User preemption
User preemption can occur
- When returning to user-space from a system call
- When returning to user-space from an interrupt handler
the kernel provides the need_resched
flag (one bit in thread_info.flags) to signify whether a reschedule
should be performed. This flag is set by scheduler_tick()
when a process should be preempted, and by
try_to_wake_up()
when a process that has a higher priority than the currently running process is awakened.
static inline int need_resched(void)
{
return unlikely(test_thread_flag(TIF_NEED_RESCHED));
}
Upon returning to user-space or returning from an interrupt, the need_resched
flag is checked.
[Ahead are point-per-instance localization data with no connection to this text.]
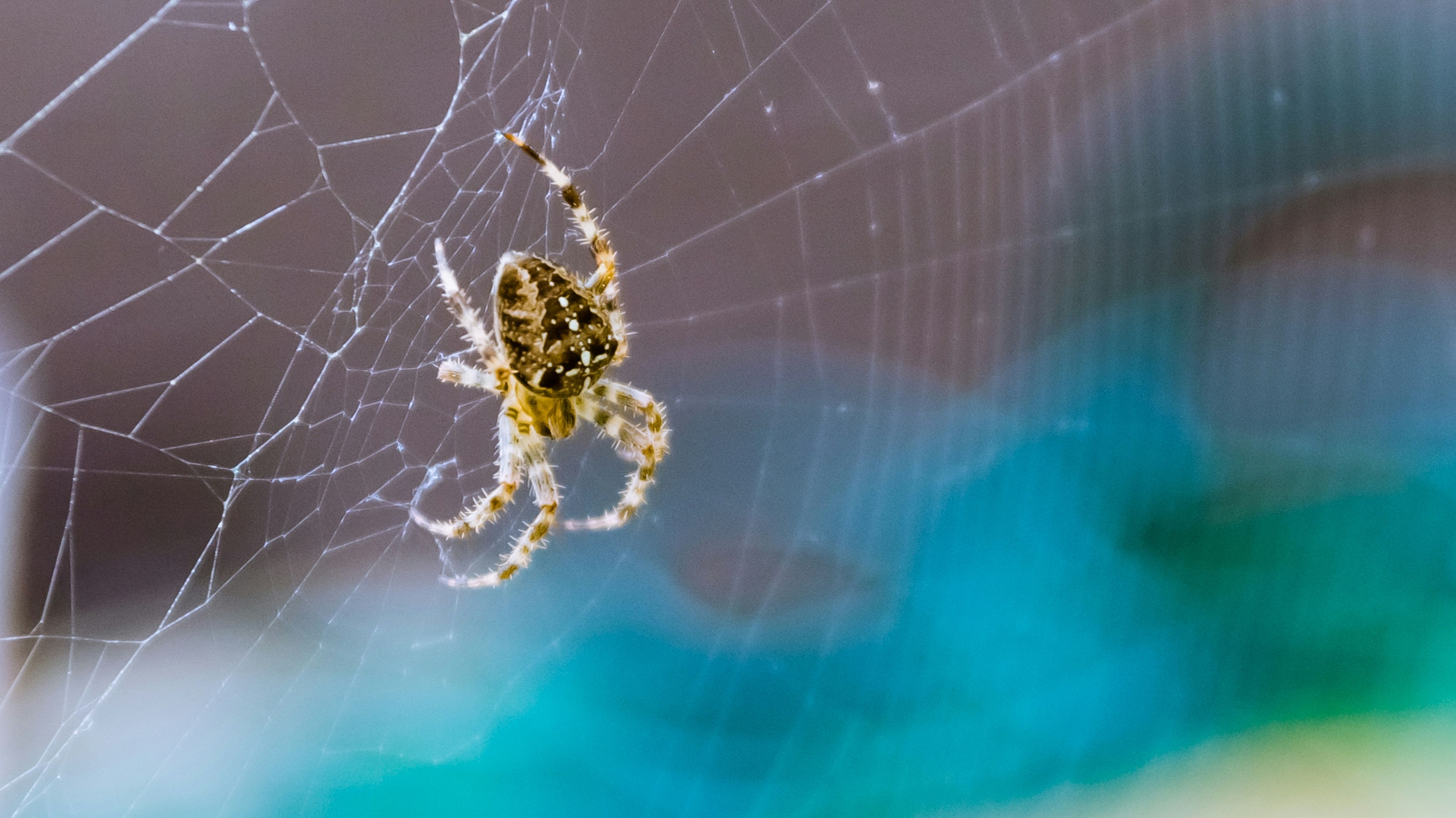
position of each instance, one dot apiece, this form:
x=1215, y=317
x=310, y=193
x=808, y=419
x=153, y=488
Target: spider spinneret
x=554, y=340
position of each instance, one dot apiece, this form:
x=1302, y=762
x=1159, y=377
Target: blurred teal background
x=1080, y=439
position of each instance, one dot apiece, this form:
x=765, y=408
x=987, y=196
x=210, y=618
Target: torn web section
x=184, y=250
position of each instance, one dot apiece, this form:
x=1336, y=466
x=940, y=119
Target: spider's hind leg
x=646, y=447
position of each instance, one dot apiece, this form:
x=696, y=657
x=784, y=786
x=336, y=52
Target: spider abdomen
x=555, y=332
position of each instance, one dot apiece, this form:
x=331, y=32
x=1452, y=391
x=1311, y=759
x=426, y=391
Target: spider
x=554, y=340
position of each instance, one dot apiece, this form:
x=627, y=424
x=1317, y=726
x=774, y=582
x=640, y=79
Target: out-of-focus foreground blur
x=1064, y=404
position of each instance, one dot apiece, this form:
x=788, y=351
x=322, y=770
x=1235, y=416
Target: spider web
x=868, y=251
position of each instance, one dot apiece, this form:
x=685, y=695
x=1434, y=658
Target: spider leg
x=455, y=370
x=646, y=447
x=513, y=431
x=544, y=488
x=638, y=401
x=465, y=312
x=603, y=280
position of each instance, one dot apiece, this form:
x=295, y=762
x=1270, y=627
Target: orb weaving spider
x=554, y=338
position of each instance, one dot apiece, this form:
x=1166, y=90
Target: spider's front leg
x=455, y=370
x=548, y=497
x=513, y=440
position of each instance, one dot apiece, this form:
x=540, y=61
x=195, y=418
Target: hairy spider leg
x=548, y=497
x=513, y=430
x=647, y=447
x=603, y=282
x=462, y=309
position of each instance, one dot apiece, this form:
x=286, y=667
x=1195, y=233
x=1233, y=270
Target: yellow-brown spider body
x=554, y=340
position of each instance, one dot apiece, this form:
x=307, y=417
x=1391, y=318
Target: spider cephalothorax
x=554, y=340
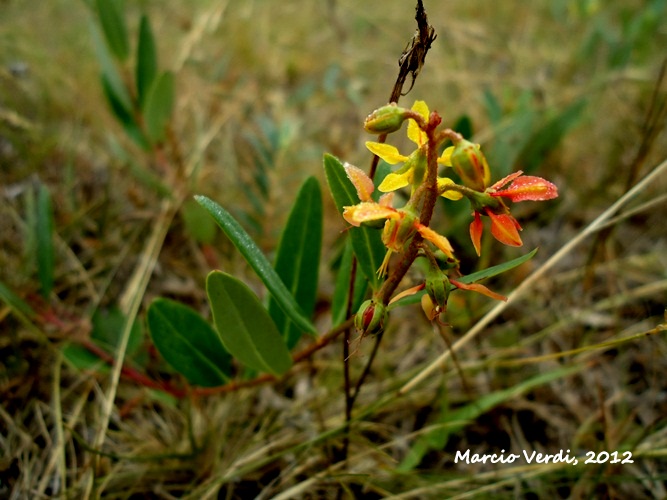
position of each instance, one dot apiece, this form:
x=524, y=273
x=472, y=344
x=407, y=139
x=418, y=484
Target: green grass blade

If it is set,
the kernel invokes the schedule()
which may result in switching context to other task (i.e. other task runs on CPU).
The flag is per-process, and not simply global, because it is faster to access a value in the process descriptor (because of the speed of current and high probability of it being cache hot) than a global variable.
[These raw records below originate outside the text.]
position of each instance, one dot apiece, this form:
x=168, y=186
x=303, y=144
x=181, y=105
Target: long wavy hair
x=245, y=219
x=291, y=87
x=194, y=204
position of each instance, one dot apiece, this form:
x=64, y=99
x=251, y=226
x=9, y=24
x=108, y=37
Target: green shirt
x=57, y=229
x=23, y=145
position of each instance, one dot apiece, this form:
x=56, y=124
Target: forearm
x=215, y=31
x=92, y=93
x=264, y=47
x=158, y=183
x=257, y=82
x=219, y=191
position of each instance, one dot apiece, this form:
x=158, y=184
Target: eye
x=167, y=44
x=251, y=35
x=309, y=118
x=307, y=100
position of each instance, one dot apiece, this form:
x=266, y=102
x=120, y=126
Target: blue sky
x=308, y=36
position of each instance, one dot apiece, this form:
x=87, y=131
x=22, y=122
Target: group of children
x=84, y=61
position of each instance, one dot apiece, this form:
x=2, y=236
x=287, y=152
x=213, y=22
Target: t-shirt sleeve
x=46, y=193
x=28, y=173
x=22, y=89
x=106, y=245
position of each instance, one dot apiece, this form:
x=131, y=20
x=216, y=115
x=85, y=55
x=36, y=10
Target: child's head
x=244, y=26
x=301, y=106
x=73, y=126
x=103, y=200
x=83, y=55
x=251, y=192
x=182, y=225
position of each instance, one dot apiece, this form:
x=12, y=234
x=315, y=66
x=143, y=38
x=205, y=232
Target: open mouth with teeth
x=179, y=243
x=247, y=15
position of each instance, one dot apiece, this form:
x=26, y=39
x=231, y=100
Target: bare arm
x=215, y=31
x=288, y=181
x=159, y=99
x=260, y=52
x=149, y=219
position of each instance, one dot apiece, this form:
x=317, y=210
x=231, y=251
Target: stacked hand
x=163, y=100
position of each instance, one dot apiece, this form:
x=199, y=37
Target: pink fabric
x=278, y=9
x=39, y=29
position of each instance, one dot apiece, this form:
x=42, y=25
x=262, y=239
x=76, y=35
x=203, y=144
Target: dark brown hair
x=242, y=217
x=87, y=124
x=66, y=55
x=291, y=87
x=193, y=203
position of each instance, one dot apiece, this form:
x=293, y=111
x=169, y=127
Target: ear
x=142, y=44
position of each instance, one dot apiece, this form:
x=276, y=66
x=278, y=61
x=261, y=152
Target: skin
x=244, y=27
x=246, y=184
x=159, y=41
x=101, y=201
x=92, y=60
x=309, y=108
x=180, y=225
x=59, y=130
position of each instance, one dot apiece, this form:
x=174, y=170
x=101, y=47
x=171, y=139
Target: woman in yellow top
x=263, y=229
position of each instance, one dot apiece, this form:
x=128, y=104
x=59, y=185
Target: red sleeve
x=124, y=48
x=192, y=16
Historically, the flag was global before the 2.2 kernel. In 2.2 and 2.4, the flag was an int inside the task_struct. In 2.6, it was moved into a single bit of a special flag variable inside the thread_info structure.
crash> struct task_struct {
state = 0,
thread_info = 0xc2546000,
...
crash> struct thread_info 0xc2546000
struct thread_info {
task = 0xd1447550,
exec_domain = 0xc0693660,
flags = 128,
...
Kernel Preemption
Non preemptive kernel does not switch a task when it is in kernel mode. Task context switch only happens when the task
voluntarily call schedule()
(i.e. cooperative kernel) or upon return from kernel mode to user mode (from system call or
interrupt handler)
Preemptive kernel however can preempt a task at kernel mode if it is safe to reschedule, which usually means the task
holding no lock. The task preempt_count
increases by 1 when a lock is acquired by a task and decrements by 1 when a
lock is released.
crash> struct task_struct {
state = 0,
thread_info = 0xc2546000,
...
crash> struct thread_info 0xc2546000
struct thread_info {
task = 0xd1447550,
exec_domain = 0xc0693660,
flags = 128,
status = 0,
cpu = 0,
preempt_count = 0,
...
Kernel preemption can occur
- When an interrupt handler exits, before returning to kernel-space. This is a case of an interrupt arises during a syscall
- When kernel code becomes preemptible again, which means all the locks that the current task is holding are released, preempt_count returns to zero. The macro preempt_enable() which is called to check whether need_resched is set. If so, the
schedule()
is invoked. - If a task in the kernel explicitly calls
schedule()
- If a task in the kernel blocks which results in a call to
schedule()